Dekorationsmalerei



Friederike Schulz



Freitag 26.09.
13.30 - 14.30 Uhr &
15.00 - 16.00 Uhr

Workshopraum Cyan


Abstract

Was kann klassische Oberflächengestaltung mit modernen Farben bewirken, wenn ich mich stofflicher Vorlagen bediene?

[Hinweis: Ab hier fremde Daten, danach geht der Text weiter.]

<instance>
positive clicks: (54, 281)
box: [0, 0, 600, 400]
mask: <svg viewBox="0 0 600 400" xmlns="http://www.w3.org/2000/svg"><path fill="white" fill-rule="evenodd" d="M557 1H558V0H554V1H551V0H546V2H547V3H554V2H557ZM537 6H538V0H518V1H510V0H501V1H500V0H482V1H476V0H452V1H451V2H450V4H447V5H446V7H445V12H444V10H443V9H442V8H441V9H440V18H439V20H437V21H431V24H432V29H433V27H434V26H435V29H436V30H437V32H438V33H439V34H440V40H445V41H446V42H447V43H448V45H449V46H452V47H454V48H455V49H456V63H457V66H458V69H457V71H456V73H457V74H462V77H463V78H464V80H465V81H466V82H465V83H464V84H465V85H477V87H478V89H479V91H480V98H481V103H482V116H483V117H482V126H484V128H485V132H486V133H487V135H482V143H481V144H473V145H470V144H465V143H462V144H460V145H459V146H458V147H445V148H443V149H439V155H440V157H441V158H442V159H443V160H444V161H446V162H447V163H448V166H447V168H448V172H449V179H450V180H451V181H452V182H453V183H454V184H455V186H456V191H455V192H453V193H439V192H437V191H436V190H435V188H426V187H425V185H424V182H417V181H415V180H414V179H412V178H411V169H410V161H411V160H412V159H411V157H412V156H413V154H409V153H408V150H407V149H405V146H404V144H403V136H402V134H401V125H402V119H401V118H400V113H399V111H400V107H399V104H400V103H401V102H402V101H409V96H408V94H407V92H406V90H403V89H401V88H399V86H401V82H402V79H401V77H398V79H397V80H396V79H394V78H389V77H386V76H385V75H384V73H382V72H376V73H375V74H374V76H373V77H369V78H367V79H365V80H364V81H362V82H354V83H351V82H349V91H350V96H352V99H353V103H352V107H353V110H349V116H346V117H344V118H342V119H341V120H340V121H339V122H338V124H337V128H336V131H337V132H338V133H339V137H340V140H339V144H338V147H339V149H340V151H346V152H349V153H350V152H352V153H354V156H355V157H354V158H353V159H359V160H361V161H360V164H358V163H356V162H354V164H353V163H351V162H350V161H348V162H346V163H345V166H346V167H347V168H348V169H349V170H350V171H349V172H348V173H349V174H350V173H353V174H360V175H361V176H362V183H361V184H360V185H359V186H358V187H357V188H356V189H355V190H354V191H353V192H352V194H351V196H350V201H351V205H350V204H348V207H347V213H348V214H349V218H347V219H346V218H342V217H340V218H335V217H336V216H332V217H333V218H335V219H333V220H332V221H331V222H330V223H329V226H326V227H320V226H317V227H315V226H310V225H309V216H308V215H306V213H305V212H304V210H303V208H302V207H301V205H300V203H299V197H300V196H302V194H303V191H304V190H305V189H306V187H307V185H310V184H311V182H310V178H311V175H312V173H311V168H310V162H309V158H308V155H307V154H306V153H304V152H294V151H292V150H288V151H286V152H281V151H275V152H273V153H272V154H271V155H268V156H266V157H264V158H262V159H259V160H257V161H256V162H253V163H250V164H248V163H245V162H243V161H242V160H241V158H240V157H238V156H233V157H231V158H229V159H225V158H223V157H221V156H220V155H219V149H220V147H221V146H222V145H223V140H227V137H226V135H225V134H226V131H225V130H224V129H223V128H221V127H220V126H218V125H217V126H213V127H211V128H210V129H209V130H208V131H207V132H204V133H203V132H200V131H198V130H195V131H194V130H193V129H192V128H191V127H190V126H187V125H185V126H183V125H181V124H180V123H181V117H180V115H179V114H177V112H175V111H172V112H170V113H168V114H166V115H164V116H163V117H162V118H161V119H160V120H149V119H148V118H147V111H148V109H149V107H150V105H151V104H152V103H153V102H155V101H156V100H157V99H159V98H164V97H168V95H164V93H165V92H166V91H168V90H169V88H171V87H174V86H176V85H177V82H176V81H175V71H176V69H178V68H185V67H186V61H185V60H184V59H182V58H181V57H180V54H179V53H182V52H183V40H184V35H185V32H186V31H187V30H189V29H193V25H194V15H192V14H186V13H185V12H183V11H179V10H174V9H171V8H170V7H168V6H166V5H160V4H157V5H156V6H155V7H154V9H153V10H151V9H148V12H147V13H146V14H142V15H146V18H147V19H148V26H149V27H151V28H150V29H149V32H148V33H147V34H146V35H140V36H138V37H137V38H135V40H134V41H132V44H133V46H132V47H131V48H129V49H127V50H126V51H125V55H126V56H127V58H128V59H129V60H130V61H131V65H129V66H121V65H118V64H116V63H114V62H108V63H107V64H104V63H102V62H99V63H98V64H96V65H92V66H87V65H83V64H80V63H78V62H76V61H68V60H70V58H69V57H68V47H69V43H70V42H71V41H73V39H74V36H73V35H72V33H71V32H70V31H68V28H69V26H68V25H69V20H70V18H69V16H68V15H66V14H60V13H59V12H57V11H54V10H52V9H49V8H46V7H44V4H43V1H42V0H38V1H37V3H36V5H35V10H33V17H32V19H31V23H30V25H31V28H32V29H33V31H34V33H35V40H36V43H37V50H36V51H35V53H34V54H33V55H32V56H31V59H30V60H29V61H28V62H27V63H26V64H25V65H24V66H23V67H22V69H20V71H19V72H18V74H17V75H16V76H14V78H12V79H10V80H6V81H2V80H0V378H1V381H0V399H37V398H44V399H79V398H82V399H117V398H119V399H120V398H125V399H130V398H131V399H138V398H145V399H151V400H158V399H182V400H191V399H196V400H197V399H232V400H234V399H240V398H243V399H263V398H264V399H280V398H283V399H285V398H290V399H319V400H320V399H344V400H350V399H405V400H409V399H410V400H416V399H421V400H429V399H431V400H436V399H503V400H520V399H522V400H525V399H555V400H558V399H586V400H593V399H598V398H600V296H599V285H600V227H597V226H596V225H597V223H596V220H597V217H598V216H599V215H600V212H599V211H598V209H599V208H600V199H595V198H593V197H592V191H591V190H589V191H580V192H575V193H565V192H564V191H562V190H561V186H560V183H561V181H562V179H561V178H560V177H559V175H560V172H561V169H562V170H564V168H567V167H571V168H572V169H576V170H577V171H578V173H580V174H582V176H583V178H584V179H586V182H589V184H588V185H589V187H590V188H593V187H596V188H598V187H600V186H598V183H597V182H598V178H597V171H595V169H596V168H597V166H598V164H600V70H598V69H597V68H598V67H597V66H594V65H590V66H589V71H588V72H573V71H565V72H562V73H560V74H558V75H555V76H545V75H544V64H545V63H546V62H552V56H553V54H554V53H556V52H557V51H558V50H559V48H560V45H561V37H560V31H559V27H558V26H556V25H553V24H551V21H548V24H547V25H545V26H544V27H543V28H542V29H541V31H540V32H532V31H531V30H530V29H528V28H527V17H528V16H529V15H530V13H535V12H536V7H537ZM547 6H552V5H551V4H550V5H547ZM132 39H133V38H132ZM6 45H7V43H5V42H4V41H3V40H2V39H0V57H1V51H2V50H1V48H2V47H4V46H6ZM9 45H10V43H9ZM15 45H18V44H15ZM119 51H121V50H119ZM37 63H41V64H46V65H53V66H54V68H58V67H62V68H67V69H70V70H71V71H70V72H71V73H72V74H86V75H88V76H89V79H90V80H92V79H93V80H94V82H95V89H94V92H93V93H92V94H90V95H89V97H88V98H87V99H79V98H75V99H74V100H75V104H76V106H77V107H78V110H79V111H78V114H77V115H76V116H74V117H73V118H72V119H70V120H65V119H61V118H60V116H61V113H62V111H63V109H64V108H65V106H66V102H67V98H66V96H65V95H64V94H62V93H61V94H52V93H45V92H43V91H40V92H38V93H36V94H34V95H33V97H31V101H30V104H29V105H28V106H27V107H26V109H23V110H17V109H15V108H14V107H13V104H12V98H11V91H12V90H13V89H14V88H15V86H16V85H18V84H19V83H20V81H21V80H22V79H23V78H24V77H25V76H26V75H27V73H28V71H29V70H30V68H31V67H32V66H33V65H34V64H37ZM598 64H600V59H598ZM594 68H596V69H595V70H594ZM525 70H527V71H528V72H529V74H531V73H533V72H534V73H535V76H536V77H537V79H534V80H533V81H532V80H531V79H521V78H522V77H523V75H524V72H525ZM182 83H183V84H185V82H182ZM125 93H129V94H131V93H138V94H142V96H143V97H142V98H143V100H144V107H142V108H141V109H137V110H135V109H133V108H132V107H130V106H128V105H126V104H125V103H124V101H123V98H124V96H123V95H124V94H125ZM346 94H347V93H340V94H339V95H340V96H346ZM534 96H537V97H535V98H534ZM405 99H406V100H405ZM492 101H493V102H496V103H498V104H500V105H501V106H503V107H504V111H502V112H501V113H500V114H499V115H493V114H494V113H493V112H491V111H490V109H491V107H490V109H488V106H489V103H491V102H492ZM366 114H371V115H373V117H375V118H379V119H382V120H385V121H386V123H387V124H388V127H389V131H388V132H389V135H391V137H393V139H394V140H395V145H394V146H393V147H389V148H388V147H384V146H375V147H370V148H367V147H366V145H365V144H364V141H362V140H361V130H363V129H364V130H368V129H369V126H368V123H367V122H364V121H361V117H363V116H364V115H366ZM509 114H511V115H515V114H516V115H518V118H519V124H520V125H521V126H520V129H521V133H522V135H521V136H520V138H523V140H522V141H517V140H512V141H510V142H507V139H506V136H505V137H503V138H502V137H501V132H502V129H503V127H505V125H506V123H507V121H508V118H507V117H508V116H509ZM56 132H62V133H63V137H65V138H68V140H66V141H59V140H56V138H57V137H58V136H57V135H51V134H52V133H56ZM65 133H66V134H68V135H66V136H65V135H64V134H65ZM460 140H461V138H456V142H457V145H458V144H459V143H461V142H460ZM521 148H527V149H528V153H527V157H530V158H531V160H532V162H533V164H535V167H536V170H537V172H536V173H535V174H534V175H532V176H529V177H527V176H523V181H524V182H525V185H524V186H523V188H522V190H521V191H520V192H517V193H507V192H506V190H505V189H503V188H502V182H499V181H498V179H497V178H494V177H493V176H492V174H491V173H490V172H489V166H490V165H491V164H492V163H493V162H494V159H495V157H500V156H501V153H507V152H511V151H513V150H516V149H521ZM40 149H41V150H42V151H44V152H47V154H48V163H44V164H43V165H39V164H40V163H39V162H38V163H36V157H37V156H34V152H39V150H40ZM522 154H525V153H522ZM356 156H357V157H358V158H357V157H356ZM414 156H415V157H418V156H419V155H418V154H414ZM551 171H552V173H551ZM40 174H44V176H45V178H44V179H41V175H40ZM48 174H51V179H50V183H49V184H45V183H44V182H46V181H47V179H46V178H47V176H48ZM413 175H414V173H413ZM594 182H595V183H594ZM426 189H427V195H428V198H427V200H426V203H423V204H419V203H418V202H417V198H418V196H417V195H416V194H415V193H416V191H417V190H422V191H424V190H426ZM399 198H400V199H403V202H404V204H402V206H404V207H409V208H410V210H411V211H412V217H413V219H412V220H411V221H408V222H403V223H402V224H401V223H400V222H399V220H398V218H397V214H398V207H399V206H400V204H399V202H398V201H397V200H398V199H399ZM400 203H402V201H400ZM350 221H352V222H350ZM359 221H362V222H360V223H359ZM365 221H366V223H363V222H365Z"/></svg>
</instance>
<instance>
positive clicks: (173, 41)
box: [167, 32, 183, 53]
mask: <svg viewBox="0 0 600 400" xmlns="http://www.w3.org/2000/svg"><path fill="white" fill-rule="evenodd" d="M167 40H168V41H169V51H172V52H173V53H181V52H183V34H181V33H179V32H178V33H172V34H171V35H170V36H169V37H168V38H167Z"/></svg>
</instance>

In dem Seminar wird erläutert und gezeigt, wie durch einen moderner Umgang mit traditionellen Handwerkstechniken neue Oberflächen im Bereich der Wandgestaltung erzeugt werden können.
Wesentlicher Bestandteil werden hier – neben der gekonnten Kombinationen von Farbe und deren Mischungsverhältnisse zueinander – klassische Kammzugtechniken und Ornamente sein.
Ein Praxisseminar für maximal 25 Personen

Zur Programmübersicht

Vita

Friederike Schulz hat nach ihrem Abitur eine Ausbildung zur Maler- und Lackiererin gemacht. 1998 konnte sie sich durch ein Stipendium der Carl-Duisberg-Gesellschaft in Paris am IPEDEC (Institut Supérieur de Peinture Décorative) zur Diplom-Dekorationsmalerin weiterbilden. Seit 1999 ist sie selbständig tätig als Dekorationsmalerin mit Sitz in Hamburg. Im selben Jahr wurde Friederike Schulz durch ihren Lehrer Pierre Le Goariguer auf den „Salon“ aufmerksam gemacht - ein Treffen der weltweit besten Dekorationsmaler, deren selbst gestellte Aufgabe es ist den Beruf durch Austausch und öffentliche Präsentation wieder in das Bewusstsein der Menschen zu bringen. Der Umgang mit Farbe und der stetige Austausch von Techniken mit gleich Gesinnten, sowie die eigene Weiterentwicklung sind wichtige Bestandteile ihrer Arbeit. In ihrer Wandmalerei löst sie sich gerne von der klassischen Herangehensweise und kombiniert traditionelles und modernes Wissen und schafft so neue Gestaltungsformen. An der Bergischen Universität Wuppertal unterrichtet sie seit 2014 einmal jährlich Studierende im Studiengang „Farbtechnik/ Raumgestaltung/ Oberflächentechnik “ in einem viertägigen Seminar im Umgang mit historischen Gestaltungstechniken. In ihrer Tätigkeit als Dekorationsmalerin hat sie neben zahlreichen Privaträumen in ganz Deutschland und Hamburg nicht nur das Schmidt-Theater farblich gestaltet, sondern auch Teile des Eingangsbereiches im Grand Elysée Hotel sowie einzelne VIP-Logen im St. Pauli Stadion und viele Kaffees, Läden und einen Tanzsaal.